We are seeking a skilled Site Reliability Engineer (SRE) with a focus on L2 Production Support to join our dynamic team. The ideal candidate will have experience with Node.js, AWS Lambda, and strong production support capabilities.
Primary Responsibilities
- Provide Level 2 production support for applications and services, ensuring high availability and performance.
- Monitor system health and performance, utilizing tools like New Relic to set up alerts and dashboards.
- Troubleshoot and resolve incidents effectively and efficiently, minimizing downtime.
- Collaborate with development teams to enhance system reliability and performance.
- Automate routine tasks to improve efficiency and reduce manual intervention.

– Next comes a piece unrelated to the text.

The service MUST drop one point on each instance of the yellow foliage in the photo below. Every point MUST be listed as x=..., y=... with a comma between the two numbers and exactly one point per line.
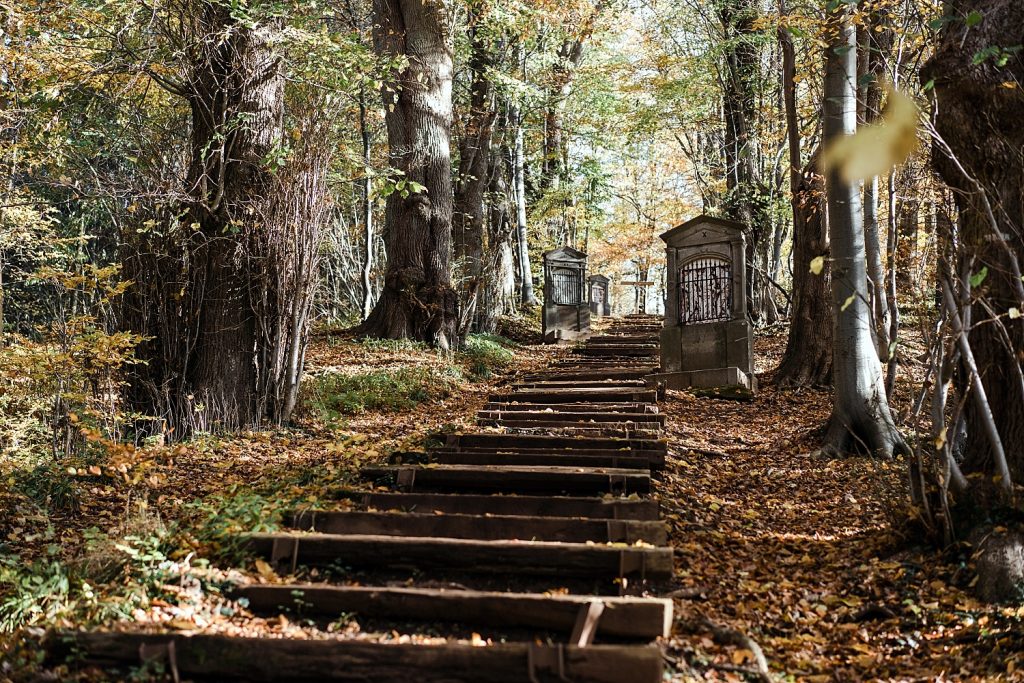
x=876, y=148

- Document processes, incidents, and resolutions for knowledge sharing and future reference.
Required Skills
- Proven experience in providing L2 support in a production environment.
- Proficiency in developing and troubleshooting applications built with Node.js.
- Experience in serverless architecture, specifically with AWS Lambda functions.
- Familiarity with ServiceNow for incident management and service requests.
- Experience in setting up alerts and monitoring through New Relic dashboards.
Preferred Qualifications
- Strong problem-solving skills and ability to work under pressure.
- Excellent communication skills for effective collaboration with cross-functional teams.
- Familiarity with CI/CD processes and tools.